- Country: Uganda
- Location: Nkusi Falls, Hoima District
- Coordinates: 01°07′10″N 30°40′05″E﻿ / ﻿1.11944°N 30.66806°E
- Status: Operational
- Opening date: 11 October 2018

Dam and spillways
- Impounds: Nkusi River

Reservoir
- Normal elevation: 800 m (2,600 ft)

Power Station
- Commission date: 11 October 2018
- Installed capacity: 9.6 MW (12,900 hp)

= Nkusi Hydroelectric Power Station =

Nkusi Hydroelectric Power Station, also referred to as Nkusi Power Station, is a 9.6 MW hydroelectric power station in the Western Region of Uganda.

==Location==
The power station is located across River Nkusi at the border between Hoima District and Kibaale District. This location is near Nguse village, where Nkusi Falls and the mouth of the river are located. The village is approximately 1 km, south of the power station and is located in Kitebere Parish, Ndaiga subcounty, Buyaga West County, in Kibaale District. The river, which forms the boundary between the two districts, meanders before it gushes over the falls into Lake Albert. The project area is found in both Kibale and Hoima districts. The powerhouse, which lies in Hoima District, lies in proximity to UNHCR Kyangwali Refugee Settlement (Kyangwali), which is approximately 77 km, by road, southwest of Hoima, the largest city in Bunyoro sub-region. This is approximately 296 km, by road, northwest of Kampala, the largest city and capital of Uganda. The coordinates of the power house are: 01°07'10.0"N, 30°40'05.0"E (Latitude:1.119444; Longitude:30.668056).

==Overview==
The power station is a run-of-river hydro power plant with installed capacity of 9.6 MW. It was developed by its owner, PA Technical Services, who operate it after construction was completed.

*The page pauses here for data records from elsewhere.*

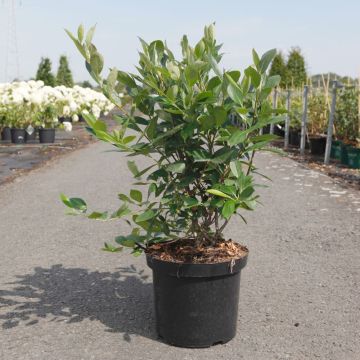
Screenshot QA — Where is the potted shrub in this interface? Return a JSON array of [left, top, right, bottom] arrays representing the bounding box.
[[61, 24, 284, 347], [0, 115, 11, 142], [37, 104, 58, 143], [335, 86, 360, 167], [307, 91, 327, 155], [288, 95, 302, 146]]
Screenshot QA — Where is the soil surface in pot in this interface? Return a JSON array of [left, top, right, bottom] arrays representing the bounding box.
[[146, 238, 248, 264]]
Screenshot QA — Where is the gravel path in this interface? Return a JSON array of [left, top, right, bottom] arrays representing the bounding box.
[[0, 141, 359, 360]]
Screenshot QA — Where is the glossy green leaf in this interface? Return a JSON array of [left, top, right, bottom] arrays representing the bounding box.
[[130, 189, 142, 203]]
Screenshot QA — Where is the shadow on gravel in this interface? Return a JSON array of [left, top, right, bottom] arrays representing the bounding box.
[[0, 264, 156, 342]]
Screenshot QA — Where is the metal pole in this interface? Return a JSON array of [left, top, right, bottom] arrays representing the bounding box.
[[300, 85, 309, 155], [270, 88, 278, 134], [284, 90, 291, 149], [324, 81, 338, 165]]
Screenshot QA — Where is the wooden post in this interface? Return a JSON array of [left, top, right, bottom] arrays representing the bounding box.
[[300, 85, 309, 155], [270, 88, 278, 134], [324, 81, 338, 165], [284, 90, 291, 149]]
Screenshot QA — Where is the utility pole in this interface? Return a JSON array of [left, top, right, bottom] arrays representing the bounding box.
[[4, 0, 20, 82]]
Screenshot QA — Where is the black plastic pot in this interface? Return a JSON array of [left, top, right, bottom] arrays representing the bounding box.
[[146, 253, 248, 348], [309, 136, 326, 155], [289, 130, 300, 146], [59, 117, 72, 123], [11, 128, 26, 144], [39, 128, 55, 143], [25, 129, 37, 142], [274, 124, 284, 137], [1, 127, 11, 141]]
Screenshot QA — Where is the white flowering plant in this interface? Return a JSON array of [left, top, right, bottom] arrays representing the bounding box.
[[0, 80, 115, 130]]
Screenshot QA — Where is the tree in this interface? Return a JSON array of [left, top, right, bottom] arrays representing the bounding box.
[[285, 47, 307, 88], [78, 80, 93, 88], [269, 51, 287, 88], [56, 55, 74, 87], [36, 57, 55, 86]]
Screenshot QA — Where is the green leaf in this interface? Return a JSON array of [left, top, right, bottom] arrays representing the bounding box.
[[207, 189, 233, 200], [127, 161, 139, 177], [225, 73, 243, 105], [252, 49, 260, 67], [166, 162, 186, 174], [115, 234, 144, 247], [90, 50, 104, 75], [259, 48, 277, 74], [244, 66, 261, 88], [213, 106, 227, 127], [166, 85, 178, 101], [230, 161, 243, 178], [222, 200, 235, 219], [102, 242, 123, 253], [208, 54, 222, 78], [111, 204, 131, 218], [65, 29, 87, 59], [88, 211, 108, 220], [130, 189, 142, 203], [60, 193, 87, 213], [185, 65, 198, 86], [136, 209, 156, 222], [264, 75, 281, 89], [228, 129, 246, 146], [93, 120, 107, 131], [181, 122, 197, 140], [86, 24, 96, 45], [77, 24, 84, 43], [207, 76, 221, 91], [183, 197, 199, 208], [226, 70, 241, 82]]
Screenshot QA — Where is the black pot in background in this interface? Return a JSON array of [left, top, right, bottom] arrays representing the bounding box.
[[274, 124, 284, 137], [309, 136, 327, 155], [25, 128, 37, 143], [11, 128, 26, 144], [59, 117, 72, 123], [289, 130, 300, 146], [1, 127, 11, 142], [39, 128, 55, 143], [146, 253, 248, 348], [262, 125, 271, 134]]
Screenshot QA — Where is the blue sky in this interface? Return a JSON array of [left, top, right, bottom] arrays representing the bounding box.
[[1, 0, 359, 82]]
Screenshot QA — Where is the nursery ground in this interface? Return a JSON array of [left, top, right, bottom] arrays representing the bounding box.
[[0, 141, 359, 360]]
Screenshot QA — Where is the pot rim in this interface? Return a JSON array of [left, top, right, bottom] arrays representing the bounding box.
[[146, 251, 248, 278]]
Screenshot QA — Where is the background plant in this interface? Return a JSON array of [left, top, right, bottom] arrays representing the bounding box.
[[56, 55, 74, 87], [61, 24, 285, 254], [307, 90, 328, 136], [335, 86, 360, 143], [36, 57, 56, 86]]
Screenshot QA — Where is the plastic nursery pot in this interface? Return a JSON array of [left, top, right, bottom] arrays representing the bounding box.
[[330, 140, 342, 160], [309, 136, 326, 155], [1, 127, 11, 142], [340, 144, 350, 166], [58, 117, 72, 123], [274, 124, 284, 137], [146, 253, 248, 348], [25, 129, 37, 143], [11, 128, 26, 144], [289, 130, 300, 146], [39, 128, 55, 143], [345, 146, 360, 169]]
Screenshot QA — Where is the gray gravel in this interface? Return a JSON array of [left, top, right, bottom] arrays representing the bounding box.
[[0, 141, 359, 360]]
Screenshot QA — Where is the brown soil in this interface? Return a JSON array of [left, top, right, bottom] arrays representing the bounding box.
[[146, 238, 248, 264]]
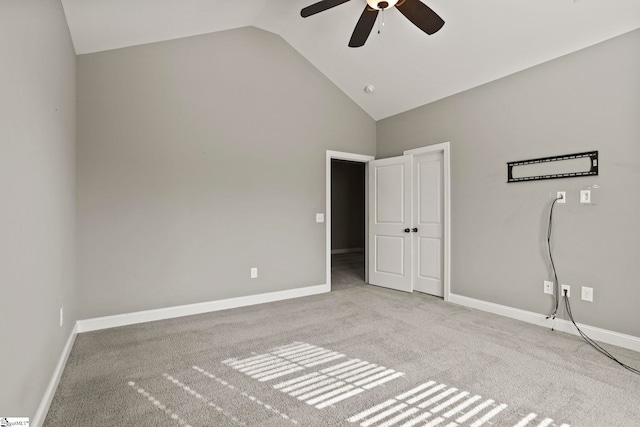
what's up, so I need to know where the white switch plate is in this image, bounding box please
[580,190,591,204]
[581,286,593,302]
[543,280,553,295]
[561,284,570,298]
[250,268,258,279]
[557,191,566,203]
[316,213,324,223]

Due to the location on steep cliffs, along the lake shore, the approach to the power station is via watercraft (barge or boat) on Lake Albert. To access the water intake part of the station, there is a suspended footpath navigating the vertical cliffs over Nkusi Falls. Parts of the power station is accessed via a tunnel. The power generated is evacuated to a 132/33 kV substation near the power station, for integration into the national power grid.

==Financing and construction timetable==
The budgeted cost of construction is US$23 million. Construction began in June 2015, and the completed power station was commissioned on 11 October 2018.